Since the 1950s, river water entering the Aral Sea, once the world’s fourth-largest lake, has been diverted to irrigate cotton crops. Today, the sea spans only 10% its former surface area. Image by NASA/Earth Observatory via Flickr (CC BY 2.0).

According to critics, this ecological catastrophe offers a warning of what happens when government policies and fashion industry profits trump a region’s basic ecological needs.

“This is not just climate change, this is an extinction issue,” said fashion designer and environmentalist Katharine Hamnett, commenting on the cotton industry’s harm in the region. “The fashion industry is one of the most polluting industries in the world, causing human misery, enormous cost of life and gigantic environmental devastation.… Conventional cotton (as opposed to organic cotton) has got to be one of the most unsustainable fibres in the world.”

However, the fashion industry does deserve credit for its strong response from 2011 onward to human rights and labor violations in the production of Uzbek cotton. The industry’s implementation of raw cotton production traceability showed that it has the capacity, when motivated, to act on the social and environmental concerns of consumers. But long years of harm still means that a reversal of the Aral Sea’s destruction is unlikely.

The critical threat posed by water-intensive cotton production in semiarid regions is even more urgent today due to intensifying climate change. In Brazil, for example, more than 90% of the nation’s cotton is grown in Mato Grosso and Bahia states — part of the semiarid Cerrado savanna biome whose ecosystems and crops could collapse due to worsening drought in the next 30 years.

Machines harvest cotton. In Brazil, production is dominated by large-scale agribusiness, which initially deforested the Cerrado savanna biome for cattle ranches and soy crops. Image by USDA via RawPixel (Public domain).

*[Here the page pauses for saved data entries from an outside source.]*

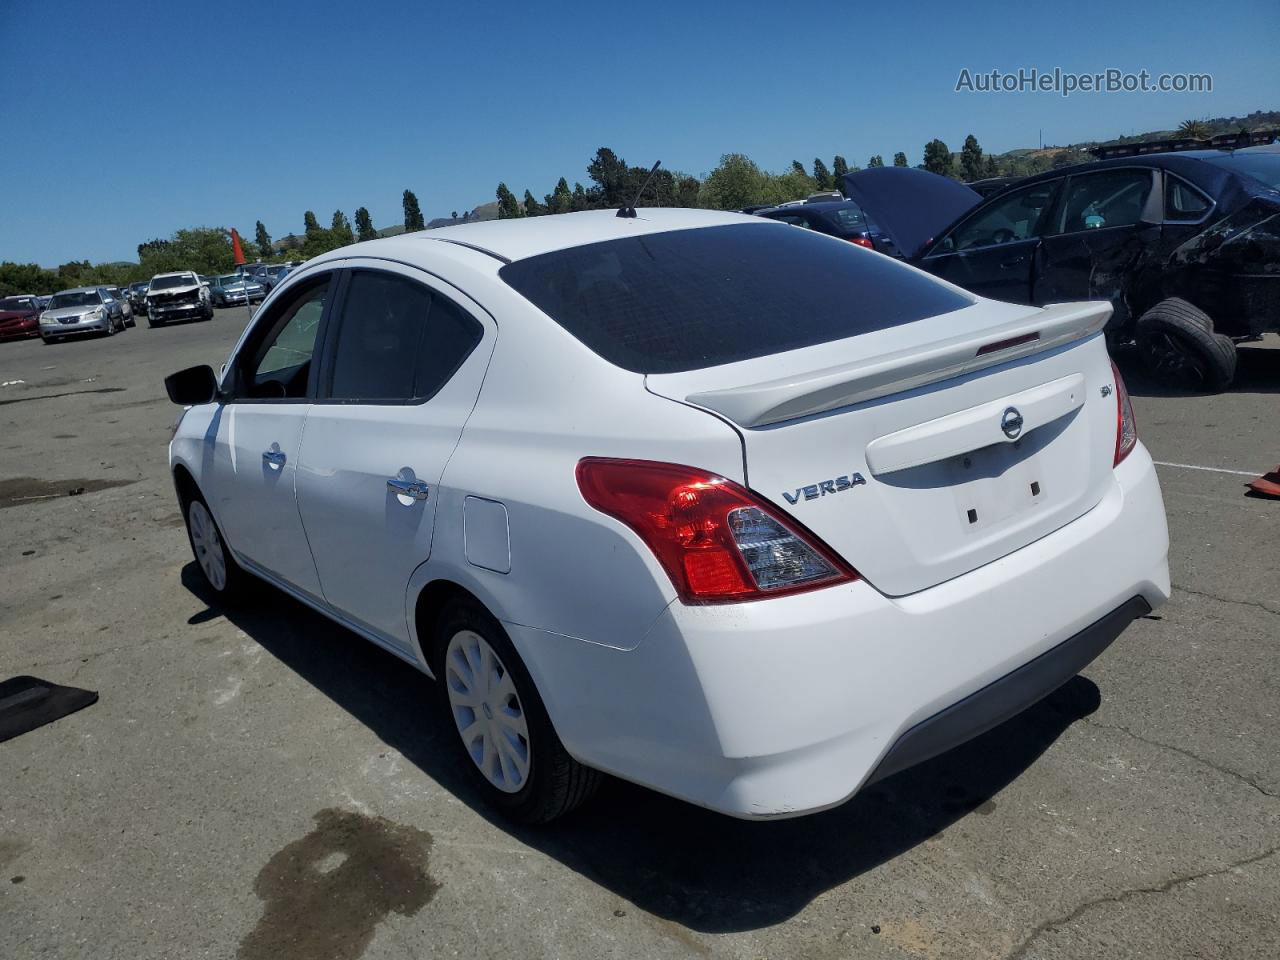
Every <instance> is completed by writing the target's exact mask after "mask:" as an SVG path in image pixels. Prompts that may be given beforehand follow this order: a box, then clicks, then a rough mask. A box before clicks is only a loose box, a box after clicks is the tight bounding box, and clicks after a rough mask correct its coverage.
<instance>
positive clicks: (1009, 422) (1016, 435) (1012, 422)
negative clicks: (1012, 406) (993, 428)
mask: <svg viewBox="0 0 1280 960" xmlns="http://www.w3.org/2000/svg"><path fill="white" fill-rule="evenodd" d="M1000 429H1001V430H1004V431H1005V436H1007V438H1009V439H1010V440H1012V439H1014V438H1015V436H1018V434H1020V433H1021V431H1023V415H1021V413H1019V412H1018V407H1010V408H1009V410H1006V411H1005V412H1004V415H1002V416H1001V417H1000Z"/></svg>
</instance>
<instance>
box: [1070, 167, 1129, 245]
mask: <svg viewBox="0 0 1280 960" xmlns="http://www.w3.org/2000/svg"><path fill="white" fill-rule="evenodd" d="M1149 195H1151V172H1149V170H1142V169H1125V170H1103V172H1101V173H1088V174H1084V175H1083V177H1073V178H1071V180H1070V183H1069V184H1068V188H1066V202H1065V204H1064V205H1062V218H1061V221H1060V227H1059V229H1057V230H1056V232H1057V233H1079V232H1082V230H1101V229H1103V228H1107V227H1133V225H1134V224H1137V223H1139V221H1140V220H1142V211H1143V210H1144V209H1146V206H1147V197H1148V196H1149Z"/></svg>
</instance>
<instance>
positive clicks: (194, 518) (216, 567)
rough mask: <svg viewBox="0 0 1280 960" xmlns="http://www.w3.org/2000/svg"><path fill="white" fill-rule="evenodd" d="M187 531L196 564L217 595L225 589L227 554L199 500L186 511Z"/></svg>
mask: <svg viewBox="0 0 1280 960" xmlns="http://www.w3.org/2000/svg"><path fill="white" fill-rule="evenodd" d="M187 529H188V530H189V531H191V545H192V548H193V549H195V552H196V562H197V563H200V570H201V572H202V573H204V575H205V579H206V580H209V582H210V585H211V586H212V588H214V589H215V590H218V591H219V593H220V591H223V590H225V589H227V554H225V553H224V552H223V541H221V538H220V536H218V526H216V525H215V524H214V518H212V517H211V516H210V515H209V508H207V507H205V504H204V503H201V502H200V500H192V503H191V508H189V509H188V511H187Z"/></svg>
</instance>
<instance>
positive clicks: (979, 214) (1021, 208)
mask: <svg viewBox="0 0 1280 960" xmlns="http://www.w3.org/2000/svg"><path fill="white" fill-rule="evenodd" d="M1060 186H1061V180H1057V179H1055V180H1046V182H1041V183H1033V184H1032V186H1029V187H1023V188H1021V189H1015V191H1012V192H1010V193H1007V195H1005V196H1002V197H997V198H996V200H992V201H991V202H989V204H983V205H980V206H979V207H978V209H977V210H974V212H973V214H972V215H970V216H968V218H966V219H965V220H963V221H961V223H959V224H956V227H954V228H952V229H951V230H948V232H947V233H946V234H945V236H943V237H942V238H941V239H940V241H938V242H936V243H934V244H933V247H932V250H931V251H929V252H928V253H927V255H925V257H924V260H923V261H922V262H920V266H923V268H924V269H925V270H928V271H929V273H932V274H936V275H938V276H941V278H942V279H943V280H950V282H951V283H954V284H956V285H957V287H964V288H965V289H966V291H972V292H974V293H977V294H979V296H982V297H991V298H992V300H1005V301H1010V302H1012V303H1030V302H1033V301H1032V278H1033V270H1034V266H1036V253H1037V248H1038V247H1039V243H1041V227H1042V224H1043V223H1044V220H1046V218H1047V215H1048V211H1050V210H1051V209H1052V207H1053V201H1055V198H1056V197H1057V191H1059V187H1060Z"/></svg>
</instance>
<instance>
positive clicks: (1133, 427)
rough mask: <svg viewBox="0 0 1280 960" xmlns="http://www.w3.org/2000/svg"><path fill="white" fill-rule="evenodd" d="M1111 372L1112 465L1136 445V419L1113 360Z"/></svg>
mask: <svg viewBox="0 0 1280 960" xmlns="http://www.w3.org/2000/svg"><path fill="white" fill-rule="evenodd" d="M1111 372H1112V374H1115V378H1116V458H1115V462H1114V463H1112V466H1119V465H1120V461H1121V460H1124V458H1125V457H1128V456H1129V454H1130V453H1133V448H1134V447H1137V445H1138V421H1137V420H1134V416H1133V403H1132V402H1130V401H1129V390H1128V388H1126V387H1125V385H1124V378H1123V376H1120V371H1119V370H1117V369H1116V365H1115V362H1112V364H1111Z"/></svg>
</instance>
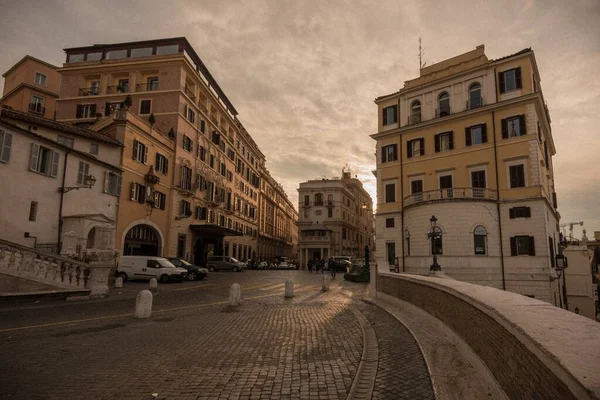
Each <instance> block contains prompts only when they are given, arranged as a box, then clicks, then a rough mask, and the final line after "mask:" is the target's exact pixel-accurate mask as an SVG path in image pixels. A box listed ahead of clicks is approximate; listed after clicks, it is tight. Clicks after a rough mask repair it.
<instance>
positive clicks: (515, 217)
mask: <svg viewBox="0 0 600 400" xmlns="http://www.w3.org/2000/svg"><path fill="white" fill-rule="evenodd" d="M508 216H509V217H510V219H515V218H531V208H529V207H512V208H509V210H508Z"/></svg>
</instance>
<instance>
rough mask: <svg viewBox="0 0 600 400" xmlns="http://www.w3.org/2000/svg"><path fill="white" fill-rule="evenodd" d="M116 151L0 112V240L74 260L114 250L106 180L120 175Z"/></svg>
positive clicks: (116, 196)
mask: <svg viewBox="0 0 600 400" xmlns="http://www.w3.org/2000/svg"><path fill="white" fill-rule="evenodd" d="M121 148H122V147H121V145H120V143H119V142H118V141H117V140H115V139H112V138H110V137H107V136H104V135H102V134H99V133H97V132H95V131H92V130H89V129H84V128H78V127H74V126H72V125H69V124H63V123H59V122H56V121H53V120H49V119H46V118H42V117H38V116H37V115H34V114H31V113H24V112H20V111H15V110H11V109H6V108H4V109H0V181H1V182H2V190H3V191H4V192H5V193H7V195H5V196H1V197H0V209H1V210H2V212H1V213H0V225H1V226H2V229H1V230H0V238H2V239H4V240H7V241H10V242H14V243H18V244H21V245H24V246H30V247H35V248H38V249H41V250H43V251H47V252H52V253H60V254H67V255H71V256H77V257H83V256H85V255H86V254H87V255H91V254H92V253H94V251H95V250H96V249H113V248H114V241H115V239H114V235H115V226H116V220H117V213H118V206H119V202H118V197H117V196H116V195H115V194H114V193H112V187H111V186H110V185H109V184H107V182H106V180H105V176H107V175H109V174H113V175H115V176H120V175H121V168H120V166H119V165H120V161H121ZM111 253H112V250H111ZM113 256H114V254H113Z"/></svg>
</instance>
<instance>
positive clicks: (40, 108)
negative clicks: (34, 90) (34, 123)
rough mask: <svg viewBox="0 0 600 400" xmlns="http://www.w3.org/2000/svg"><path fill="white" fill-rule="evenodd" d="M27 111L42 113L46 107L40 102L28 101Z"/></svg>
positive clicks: (45, 110)
mask: <svg viewBox="0 0 600 400" xmlns="http://www.w3.org/2000/svg"><path fill="white" fill-rule="evenodd" d="M29 111H31V112H34V113H36V114H40V115H44V113H45V112H46V107H43V106H42V105H41V104H40V103H29Z"/></svg>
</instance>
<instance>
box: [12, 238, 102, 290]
mask: <svg viewBox="0 0 600 400" xmlns="http://www.w3.org/2000/svg"><path fill="white" fill-rule="evenodd" d="M111 255H112V256H113V257H114V253H111ZM94 258H96V259H98V260H99V261H94V262H90V263H85V262H82V261H78V260H74V259H71V258H68V257H63V256H59V255H57V254H51V253H44V252H42V251H39V250H36V249H34V248H31V247H27V246H22V245H19V244H16V243H12V242H8V241H5V240H1V239H0V274H5V275H10V276H15V277H19V278H23V279H28V280H31V281H35V282H39V283H43V284H46V285H51V286H54V287H56V288H57V289H65V290H86V289H89V290H90V291H91V294H92V295H98V296H103V295H106V294H108V276H109V273H110V269H111V268H112V266H113V262H111V261H110V257H109V256H107V257H98V256H97V255H96V257H94ZM103 258H104V259H103Z"/></svg>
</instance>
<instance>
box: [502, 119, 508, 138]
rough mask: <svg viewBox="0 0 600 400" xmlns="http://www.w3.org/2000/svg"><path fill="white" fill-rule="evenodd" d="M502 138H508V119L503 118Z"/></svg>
mask: <svg viewBox="0 0 600 400" xmlns="http://www.w3.org/2000/svg"><path fill="white" fill-rule="evenodd" d="M501 123H502V139H508V121H507V120H506V118H504V119H503V120H502V121H501Z"/></svg>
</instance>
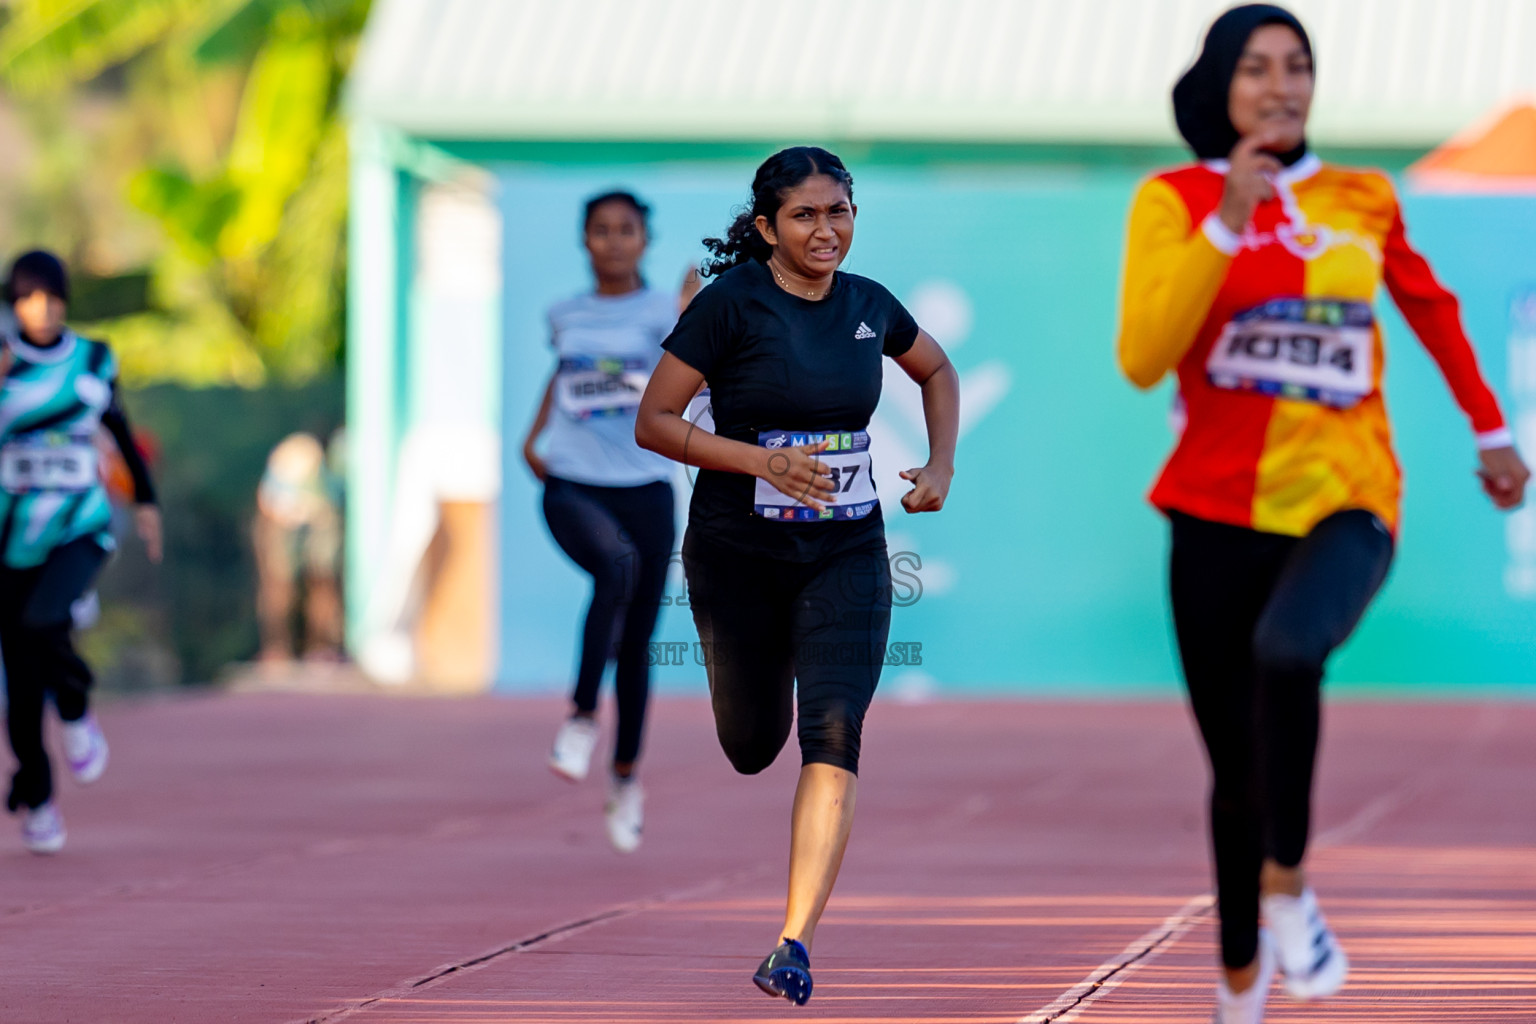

But despite this forecast, some Bahia agribusiness farmers are authorized by the state to withdraw up to 1.8 billion liters (476 million gallons) of water daily for free, according to a report by investigative news outfit Agência Pública. This massive extraction of water has not managed to keep pace with global warming-accelerated drought, and the cotton crop saw declines in 2022.

Still, Brazil’s garment industry seems mostly unworried. Newton Coelho, business director for Santista JeansWear, one of the country’s largest denim manufacturers, is typical: “We still don’t face chronic drought problems, as in Texas, U.S.,” he told Mongabay. “The tendency is for irrigation to grow [in Brazil] with the increase in climatic variations and the greater risk of future crops … There is a lot of room for increasing exports [from Brazil], considering the quality of the products, adaptation to fashion trends, and increased actions for the lowest possible environmental impact in the jeans value chain.”

This optimistic view fails to heed researchers’ warnings that heightening drought could lead to aquifer depletion and devastate not only ecosystems, but Cerrado agribusiness too.